In most cases, simply throwing the best, most expensive cards into your deck is actually a recipe for failure. The story mode automatically does this for you after every level, beefing up your deck to a very unwieldy size with high-cost cards that don't actually work well together.

Instead of going for everything and the kitchen sink, strive for synergy between cards. There's no point in putting the 5 cost Green-Touched Spriggan in your deck for instance if you don't have any other cards that let you gain health. The Spriggan is nearly useless as an overpriced 1/5 if you aren't pumping it by healing yourself.

There's plenty of ways to make that card pump up to absurd levels very easily though, from packing your deck with creatures that have Drain to dualing into the Endurance cards and using lots of cheap heal options like Apprentice's Potion.

 Healing and drain effects together can be overpowering 

There are loads of other potential combos if you take some time to think out your deck ahead of time.
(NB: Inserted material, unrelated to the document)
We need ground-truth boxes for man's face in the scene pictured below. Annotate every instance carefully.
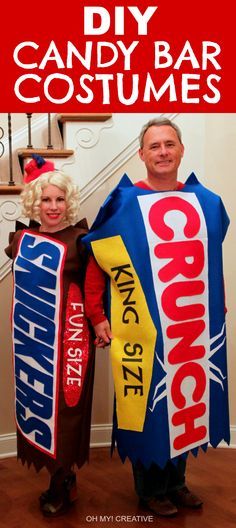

Endurance card Trebuchet deals 4 damage randomly to any enemy at the start of the turn, which is useful, but can be made absolutely devastating in the right circumstances.

Consider what happens when you equip the 2 cost Daedric Dagger, which provides the Lethal ability. This ability works anytime a creature damages an enemy – even from a special ability, turning your Trebuchet from an annoyance that only damages big creatures to an absolute army killer.

 Don't underestimate cheap cards with potent abilities

Sometimes the simplest combos can take down the biggest creatures. Arrow In The Knee mixed with Finish Off only costs 3 magicka, but can take down absolutely any creature that isn't Warded, no matter their defense score.

Beyond combining cards, always try to think of methods for using cards in different ways than intended. For example, you may want to use the normally negative Silence effect on your own creatures, as it removes ALL effects, even bad ones like Shackle.

Over And Underpowered Cards

In their current state of the beta, some cards just aren't worth using, so always compare a card to other options in your deck that have the same magicka cost. Case in point: a non-upgraded Desaahn Sneak costs 4 to play and is only a 3/3 with no abilities. It's pointless to put that card in your deck when An-Xileel Invader costs the same but is a 5/3.

Twilight Werebat is only a 4/3 for the same cost, but since it has Prophecy, its a better option than either of the previous two cards, as it may end up getting played for free just as your opponent thinks he's winning.

On the opposite end, there are certain cards that are just straight up overpowered in comparison to other cards of the same cost – so use 'em know before they get patched.

Haunting Spirit is  a 3/3 that automatically gives another creature +3/+3 upon death, but somehow costs the same as any other 3/3 with no abilities. Deadly Draugr also has the Lethal ability for only 1 magicka, which is an excellent and very cheap way to take down a gigantic beefy monster.

 Using the right card combos, having 46 health isn't out of the ordinary...

Keeping these Elder Scrolls Legends tips and tricks in mind, you're already on the way to absolutely destroying story mode and getting an impressive win record in multiplayer.